Lord, Let at Last Thine Angels Come The final stanza of “Lord, Thee I Love with All My Heart” (708), the HYMN OF THE DAY, is often sung at the bedside of dying Christians. It confesses the hope of comfort that we have in Christ in heaven, like Lazarus at Abraham’s side. Our body will rest in peaceful sleep until Christ’s reappearing at the last day…
And then from death awaken me,
That these mine eyes with joy may see
O Son of God, Thy glorious face,
My Savior and my fount of grace!
In heaven, in Our Lord’s presence, we will praise Him without end!
This hymn has been described as “a prayer to Christ, the Consolation of the soul in life and in death, after Psalms 18 and 73, a treasure bequeathed to the Church from the heart of Schalling.” Martin Schalling (1532-1608) studied in Wittenberg, and served pastor in Regensburg, Amberg, Heidelberg, and finally at Nürnberg, where he died.
J.S. Bach brings his Passion according to St. John to a thrilling conclusion with the final stanza of Schalling’s hymn.
He is our one Redeemer!
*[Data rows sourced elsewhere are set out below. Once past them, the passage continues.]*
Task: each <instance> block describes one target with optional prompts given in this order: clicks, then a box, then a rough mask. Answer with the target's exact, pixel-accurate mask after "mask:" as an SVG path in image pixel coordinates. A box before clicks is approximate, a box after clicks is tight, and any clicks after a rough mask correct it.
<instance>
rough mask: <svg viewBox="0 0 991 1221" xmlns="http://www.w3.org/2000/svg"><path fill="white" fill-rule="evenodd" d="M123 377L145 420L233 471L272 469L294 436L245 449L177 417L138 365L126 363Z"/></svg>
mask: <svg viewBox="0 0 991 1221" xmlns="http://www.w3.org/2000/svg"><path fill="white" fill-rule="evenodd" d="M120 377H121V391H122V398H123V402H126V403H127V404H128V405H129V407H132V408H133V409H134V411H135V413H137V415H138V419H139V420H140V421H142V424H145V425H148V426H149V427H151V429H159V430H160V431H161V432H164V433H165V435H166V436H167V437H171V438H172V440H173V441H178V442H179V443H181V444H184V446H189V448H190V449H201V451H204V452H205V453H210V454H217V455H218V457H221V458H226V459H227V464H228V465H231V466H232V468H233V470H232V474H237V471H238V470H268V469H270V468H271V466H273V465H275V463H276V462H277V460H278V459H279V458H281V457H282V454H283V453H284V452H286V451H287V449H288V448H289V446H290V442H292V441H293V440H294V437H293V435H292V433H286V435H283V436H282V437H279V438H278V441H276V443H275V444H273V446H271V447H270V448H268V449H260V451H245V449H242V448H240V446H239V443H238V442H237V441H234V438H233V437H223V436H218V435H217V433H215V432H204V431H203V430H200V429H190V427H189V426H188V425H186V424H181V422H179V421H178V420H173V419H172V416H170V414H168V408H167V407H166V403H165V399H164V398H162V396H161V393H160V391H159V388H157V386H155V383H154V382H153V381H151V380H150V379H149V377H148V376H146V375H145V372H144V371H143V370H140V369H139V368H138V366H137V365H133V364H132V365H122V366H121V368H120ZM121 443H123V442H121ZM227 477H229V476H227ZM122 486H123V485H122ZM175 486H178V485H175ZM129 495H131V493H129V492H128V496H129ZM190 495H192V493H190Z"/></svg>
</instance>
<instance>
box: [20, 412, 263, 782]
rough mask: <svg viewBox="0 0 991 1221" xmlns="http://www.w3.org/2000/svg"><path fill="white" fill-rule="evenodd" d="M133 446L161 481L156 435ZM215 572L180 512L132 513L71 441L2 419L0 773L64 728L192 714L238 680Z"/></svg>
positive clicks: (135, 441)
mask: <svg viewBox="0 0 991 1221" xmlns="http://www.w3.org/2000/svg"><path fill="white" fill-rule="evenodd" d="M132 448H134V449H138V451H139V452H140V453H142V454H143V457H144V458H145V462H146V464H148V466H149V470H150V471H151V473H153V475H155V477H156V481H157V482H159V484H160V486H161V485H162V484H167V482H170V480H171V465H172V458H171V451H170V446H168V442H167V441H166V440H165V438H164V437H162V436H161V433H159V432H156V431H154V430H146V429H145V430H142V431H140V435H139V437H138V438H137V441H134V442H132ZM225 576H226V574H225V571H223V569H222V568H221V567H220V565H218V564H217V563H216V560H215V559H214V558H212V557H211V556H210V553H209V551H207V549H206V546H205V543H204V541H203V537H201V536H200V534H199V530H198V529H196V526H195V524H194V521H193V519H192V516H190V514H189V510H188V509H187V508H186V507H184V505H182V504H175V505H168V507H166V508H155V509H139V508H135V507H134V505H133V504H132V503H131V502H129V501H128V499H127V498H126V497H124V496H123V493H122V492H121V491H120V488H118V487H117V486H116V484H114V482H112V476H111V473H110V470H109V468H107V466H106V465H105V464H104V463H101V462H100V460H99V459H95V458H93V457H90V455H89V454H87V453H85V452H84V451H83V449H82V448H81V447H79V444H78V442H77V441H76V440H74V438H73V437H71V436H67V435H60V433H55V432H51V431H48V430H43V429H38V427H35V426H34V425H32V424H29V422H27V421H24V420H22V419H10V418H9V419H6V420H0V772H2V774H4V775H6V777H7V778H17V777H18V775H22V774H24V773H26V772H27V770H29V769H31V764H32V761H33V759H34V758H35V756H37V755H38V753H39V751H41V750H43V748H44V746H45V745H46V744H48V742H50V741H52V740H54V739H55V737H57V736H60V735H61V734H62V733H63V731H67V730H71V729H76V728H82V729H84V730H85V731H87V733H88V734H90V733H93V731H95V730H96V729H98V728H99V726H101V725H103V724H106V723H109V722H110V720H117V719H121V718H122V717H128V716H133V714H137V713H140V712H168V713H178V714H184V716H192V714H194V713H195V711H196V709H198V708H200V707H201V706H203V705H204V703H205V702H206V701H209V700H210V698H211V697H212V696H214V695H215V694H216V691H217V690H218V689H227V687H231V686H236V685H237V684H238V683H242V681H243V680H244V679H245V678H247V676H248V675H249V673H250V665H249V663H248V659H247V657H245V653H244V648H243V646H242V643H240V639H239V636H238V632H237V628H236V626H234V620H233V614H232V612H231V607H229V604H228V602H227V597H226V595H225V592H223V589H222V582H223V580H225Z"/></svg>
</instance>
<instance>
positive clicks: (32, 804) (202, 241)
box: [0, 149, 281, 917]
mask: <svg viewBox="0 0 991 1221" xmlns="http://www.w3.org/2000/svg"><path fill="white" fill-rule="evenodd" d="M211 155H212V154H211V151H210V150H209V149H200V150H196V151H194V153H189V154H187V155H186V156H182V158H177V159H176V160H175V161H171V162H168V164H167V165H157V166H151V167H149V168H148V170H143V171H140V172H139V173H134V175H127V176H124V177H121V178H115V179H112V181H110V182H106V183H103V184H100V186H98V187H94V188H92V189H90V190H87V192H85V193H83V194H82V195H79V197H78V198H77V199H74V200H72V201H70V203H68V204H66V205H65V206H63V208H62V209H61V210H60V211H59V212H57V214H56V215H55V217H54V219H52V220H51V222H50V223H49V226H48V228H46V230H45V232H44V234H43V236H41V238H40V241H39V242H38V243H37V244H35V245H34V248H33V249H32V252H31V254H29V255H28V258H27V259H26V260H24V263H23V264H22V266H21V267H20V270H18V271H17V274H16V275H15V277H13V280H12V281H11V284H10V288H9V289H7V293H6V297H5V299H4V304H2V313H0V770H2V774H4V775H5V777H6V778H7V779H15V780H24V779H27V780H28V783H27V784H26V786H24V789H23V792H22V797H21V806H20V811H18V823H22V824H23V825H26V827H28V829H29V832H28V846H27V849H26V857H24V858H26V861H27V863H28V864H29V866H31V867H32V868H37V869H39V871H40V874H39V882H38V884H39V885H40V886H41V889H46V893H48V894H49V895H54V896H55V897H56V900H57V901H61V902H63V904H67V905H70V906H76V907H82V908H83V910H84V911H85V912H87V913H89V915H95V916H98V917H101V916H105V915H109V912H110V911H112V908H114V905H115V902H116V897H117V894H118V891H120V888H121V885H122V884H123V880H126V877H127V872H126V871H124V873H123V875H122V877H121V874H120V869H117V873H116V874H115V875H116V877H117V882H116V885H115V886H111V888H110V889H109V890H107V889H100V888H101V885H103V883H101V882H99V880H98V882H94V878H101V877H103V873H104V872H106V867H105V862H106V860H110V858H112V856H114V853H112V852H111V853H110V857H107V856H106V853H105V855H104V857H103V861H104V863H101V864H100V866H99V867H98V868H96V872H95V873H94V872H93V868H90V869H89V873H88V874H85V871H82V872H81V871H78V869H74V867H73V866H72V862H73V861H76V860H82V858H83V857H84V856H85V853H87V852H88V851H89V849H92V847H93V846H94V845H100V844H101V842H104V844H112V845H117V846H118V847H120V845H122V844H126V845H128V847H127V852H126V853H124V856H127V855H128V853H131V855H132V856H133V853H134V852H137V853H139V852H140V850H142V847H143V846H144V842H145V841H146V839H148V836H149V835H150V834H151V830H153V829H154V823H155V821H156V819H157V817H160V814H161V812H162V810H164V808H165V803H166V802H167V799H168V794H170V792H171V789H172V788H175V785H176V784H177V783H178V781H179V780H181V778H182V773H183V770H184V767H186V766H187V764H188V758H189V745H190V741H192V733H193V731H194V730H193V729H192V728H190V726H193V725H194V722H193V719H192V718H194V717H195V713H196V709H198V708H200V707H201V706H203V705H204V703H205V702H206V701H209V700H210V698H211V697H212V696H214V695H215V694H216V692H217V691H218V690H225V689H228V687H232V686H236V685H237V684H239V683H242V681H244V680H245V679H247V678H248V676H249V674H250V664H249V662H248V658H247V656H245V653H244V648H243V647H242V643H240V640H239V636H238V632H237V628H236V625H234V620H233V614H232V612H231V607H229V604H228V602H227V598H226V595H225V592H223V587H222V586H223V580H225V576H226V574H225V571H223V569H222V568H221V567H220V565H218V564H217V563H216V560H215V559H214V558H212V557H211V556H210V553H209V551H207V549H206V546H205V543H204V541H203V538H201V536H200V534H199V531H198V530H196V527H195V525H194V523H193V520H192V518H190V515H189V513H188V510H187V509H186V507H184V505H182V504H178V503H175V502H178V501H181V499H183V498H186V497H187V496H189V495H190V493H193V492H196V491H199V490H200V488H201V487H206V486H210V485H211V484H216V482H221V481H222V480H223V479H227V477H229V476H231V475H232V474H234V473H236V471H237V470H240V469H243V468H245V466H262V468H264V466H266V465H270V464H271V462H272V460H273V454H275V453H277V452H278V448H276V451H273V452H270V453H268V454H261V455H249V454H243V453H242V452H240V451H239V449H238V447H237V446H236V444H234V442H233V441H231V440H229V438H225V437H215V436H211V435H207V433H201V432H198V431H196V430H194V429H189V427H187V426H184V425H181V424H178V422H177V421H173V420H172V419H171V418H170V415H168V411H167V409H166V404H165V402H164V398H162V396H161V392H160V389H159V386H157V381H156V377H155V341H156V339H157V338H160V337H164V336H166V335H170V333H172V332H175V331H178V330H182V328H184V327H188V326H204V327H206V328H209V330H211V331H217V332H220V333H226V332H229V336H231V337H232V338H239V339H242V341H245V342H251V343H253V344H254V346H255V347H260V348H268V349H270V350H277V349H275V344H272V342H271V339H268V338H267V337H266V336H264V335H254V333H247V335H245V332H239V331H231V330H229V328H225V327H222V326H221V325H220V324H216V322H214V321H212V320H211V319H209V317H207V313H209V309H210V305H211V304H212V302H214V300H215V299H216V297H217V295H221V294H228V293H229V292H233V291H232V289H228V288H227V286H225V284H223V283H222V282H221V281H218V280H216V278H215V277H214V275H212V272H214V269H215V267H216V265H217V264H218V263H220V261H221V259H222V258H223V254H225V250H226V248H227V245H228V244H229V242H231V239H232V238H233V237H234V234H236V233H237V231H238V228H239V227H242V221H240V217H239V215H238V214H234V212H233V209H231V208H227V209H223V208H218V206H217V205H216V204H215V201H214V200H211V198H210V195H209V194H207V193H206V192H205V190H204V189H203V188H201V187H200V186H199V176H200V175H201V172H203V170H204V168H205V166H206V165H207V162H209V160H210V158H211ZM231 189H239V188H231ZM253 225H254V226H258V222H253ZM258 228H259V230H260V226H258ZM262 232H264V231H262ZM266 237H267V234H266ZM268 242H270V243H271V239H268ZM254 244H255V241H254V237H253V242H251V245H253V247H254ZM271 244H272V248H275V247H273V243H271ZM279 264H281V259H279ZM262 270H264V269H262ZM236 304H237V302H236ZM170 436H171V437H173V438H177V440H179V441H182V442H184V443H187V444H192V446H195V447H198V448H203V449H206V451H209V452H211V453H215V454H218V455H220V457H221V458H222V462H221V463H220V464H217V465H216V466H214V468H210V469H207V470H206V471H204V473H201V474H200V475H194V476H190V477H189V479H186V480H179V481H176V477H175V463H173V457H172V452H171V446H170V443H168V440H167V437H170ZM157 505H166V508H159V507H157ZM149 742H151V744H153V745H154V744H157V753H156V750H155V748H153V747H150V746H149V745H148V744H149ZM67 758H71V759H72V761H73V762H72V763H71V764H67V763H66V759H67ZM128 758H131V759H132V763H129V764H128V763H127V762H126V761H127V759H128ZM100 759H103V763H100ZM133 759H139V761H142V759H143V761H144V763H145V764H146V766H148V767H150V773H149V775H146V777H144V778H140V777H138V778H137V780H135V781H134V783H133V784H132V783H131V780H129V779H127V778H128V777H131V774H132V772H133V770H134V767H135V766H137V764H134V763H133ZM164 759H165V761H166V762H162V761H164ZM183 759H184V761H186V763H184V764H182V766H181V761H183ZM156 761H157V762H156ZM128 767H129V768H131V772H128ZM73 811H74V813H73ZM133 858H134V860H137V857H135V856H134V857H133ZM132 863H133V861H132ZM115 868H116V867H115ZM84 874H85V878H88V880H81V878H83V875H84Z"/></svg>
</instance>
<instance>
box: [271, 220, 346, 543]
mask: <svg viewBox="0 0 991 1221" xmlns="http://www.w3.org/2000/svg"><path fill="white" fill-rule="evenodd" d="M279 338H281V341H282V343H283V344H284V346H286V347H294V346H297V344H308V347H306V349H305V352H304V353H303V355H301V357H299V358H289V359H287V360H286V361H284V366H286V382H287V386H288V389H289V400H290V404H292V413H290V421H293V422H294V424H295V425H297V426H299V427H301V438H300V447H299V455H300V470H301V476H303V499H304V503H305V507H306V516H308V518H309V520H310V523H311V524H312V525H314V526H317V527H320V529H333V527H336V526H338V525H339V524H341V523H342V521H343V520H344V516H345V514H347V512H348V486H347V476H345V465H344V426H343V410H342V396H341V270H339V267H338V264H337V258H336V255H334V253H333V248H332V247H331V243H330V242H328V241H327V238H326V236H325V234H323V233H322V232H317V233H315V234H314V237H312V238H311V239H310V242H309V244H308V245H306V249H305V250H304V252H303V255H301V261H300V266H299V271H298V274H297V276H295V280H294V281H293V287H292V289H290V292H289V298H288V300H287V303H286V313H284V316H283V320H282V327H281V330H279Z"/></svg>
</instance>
Written in 1523 by Paul Speratus, “Salvation Unto Us Has Come” (555), the DISTRIBUTION HYMN, was included in the first Lutheran hymnal, the Achtliederbuch (“8 Song Book”), also known as Etlich christlich lider of 1524. There it was described as “A Hymn of Law and Faith, Powerfully Furnished with God’s Word.” It originally had 14 stanzas.
This hymn was possibly inspired by one of Luther’s earliest hymns, “Dear Christians, One and All, Rejoice” (556), which shares the same meter.
Various hymnologists have described this hymn as “the true confessional hymn of the Reformation” and the “poetical counterpart of Luther’s preface to the Epistle to the Romans” (W.G. Polack, Handbook to the Lutheran Hymnal).
“Salvation Unto Us Has Come” demonstrates the importance of hymns and music in the Reformation. It sings of the distinction of Law and Gospel, the atonement, the means of grace, and the role of good works in the life of a Christian: “For faith alone can justify: Works serve our neighbor and supply, the proof that faith is living!”
It is a hymn of hope in Christ’s saving work:
Since Christ has full atonement made,
And brought to us salvation,
Each Christian therefore may be glad,
And build on this foundation.
Your grace alone, dear Lord, I plead,
Your death is now my life indeed,
For You have paid my ransom.
The lessons are Deuteronomy 10.12–21; 1 Corinthians 1.4–9; and St. Matthew 22.34–46.
The hymns are: 904 Blessed Jesus, at Your Word; 708 Lord, Thee I Love With All My Heart; 581 These are the Holy Ten Commands; 555 Salvation Unto Us Has Come; 402 The Only Son from Heaven; 972 I Trust, O Christ, in You Alone.